The problem describes a system of three polaroids. Let the first polaroid be P1, the second polaroid be P3 (the one in the middle), and the third polaroid be P2.

P1 and P2 are crossed polaroids, meaning their polarization axes are perpendicular to each other. Let the polarization axis of P1 be along the x-direction (angle 0°). Since P1 and P2 are crossed, the polarization axis of P2 is along the y-direction (angle 90°). The third polaroid P3 is placed between P1 and P2, with its polarization axis at an angle of 22.5° from the polarization axis of P1. So, the angle between the axis of P1 and P3 is $\theta = 22.5^\circ$.

The intensity of polarized light after passing through the first polaroid (P1) is given as $I_0$. This light is polarized along the axis of P1.

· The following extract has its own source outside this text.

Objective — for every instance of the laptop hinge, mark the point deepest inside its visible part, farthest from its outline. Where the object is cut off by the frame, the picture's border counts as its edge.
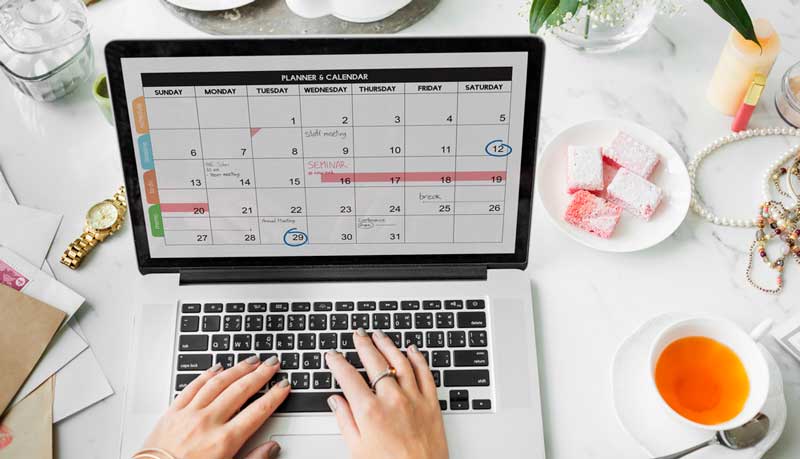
(330, 273)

This polarized light of intensity $I_0$, polarized along the axis of P1, is incident on the polaroid P3. The angle between the polarization direction of the incident light (axis of P1) and the transmission axis of P3 is $\theta = 22.5^\circ$. According to Malus's Law, the intensity of light transmitted through P3, let's call it $I_1$, is given by:

$I_1 = I_0 \cos^2 \theta = I_0 \cos^2(22.5^\circ)$.

The light transmitted through P3 is polarized along the axis of P3.

This light of intensity $I_1$, polarized along the axis of P3 (at angle 22.5° relative to P1), is then incident on the polaroid P2. The transmission axis of P2 is at an angle of 90° relative to the axis of P1. The angle between the polarization direction of the light incident on P2 (axis of P3, at 22.5°) and the transmission axis of P2 (at 90°) is $\phi = 90^\circ - 22.5^\circ = 67.5^\circ$. According to Malus's Law, the intensity of light transmitted through P2, which is the final transmitted intensity $I_{transmitted}$, is given by:

$I_{transmitted} = I_1 \cos^2 \phi = I_1 \cos^2(67.5^\circ)$.

Substitute the expression for $I_1$:

$I_{transmitted} = (I_0 \cos^2(22.5^\circ)) \cos^2(67.5^\circ) = I_0 \cos^2(22.5^\circ) \cos^2(67.5^\circ)$.

We can use the trigonometric identity $\cos(90^\circ - \alpha) = \sin(\alpha)$. So, $\cos(67.5^\circ) = \cos(90^\circ - 22.5^\circ) = \sin(22.5^\circ)$.

Thus, $I_{transmitted} = I_0 \cos^2(22.5^\circ) \sin^2(22.5^\circ)$.

We can use the identity $\sin(2\alpha) = 2 \sin\alpha \cos\alpha$, which means $\sin\alpha \cos\alpha = \frac{1}{2} \sin(2\alpha)$. Squaring this, we get $\sin^2\alpha \cos^2\alpha = \left(\frac{1}{2} \sin(2\alpha)\right)^2 = \frac{1}{4} \sin^2(2\alpha)$. Let $\alpha = 22.5^\circ$. Then $2\alpha = 45^\circ$.

$I_{transmitted} = I_0 \left(\frac{1}{4} \sin^2(2 \times 22.5^\circ)\right) = I_0 \left(\frac{1}{4} \sin^2(45^\circ)\right)$.

We know that $\sin(45^\circ) = \frac{1}{\sqrt{2}}$. So, $\sin^2(45^\circ) = \left(\frac{1}{\sqrt{2}}\right)^2 = \frac{1}{2}$.

Substituting this value:

$I_{transmitted} = I_0 \left(\frac{1}{4} \times \frac{1}{2}\right) = I_0 \left(\frac{1}{8}\right) = \frac{I_0}{8}$.

The intensity of the transmitted light is $\frac{I_0}{8}$.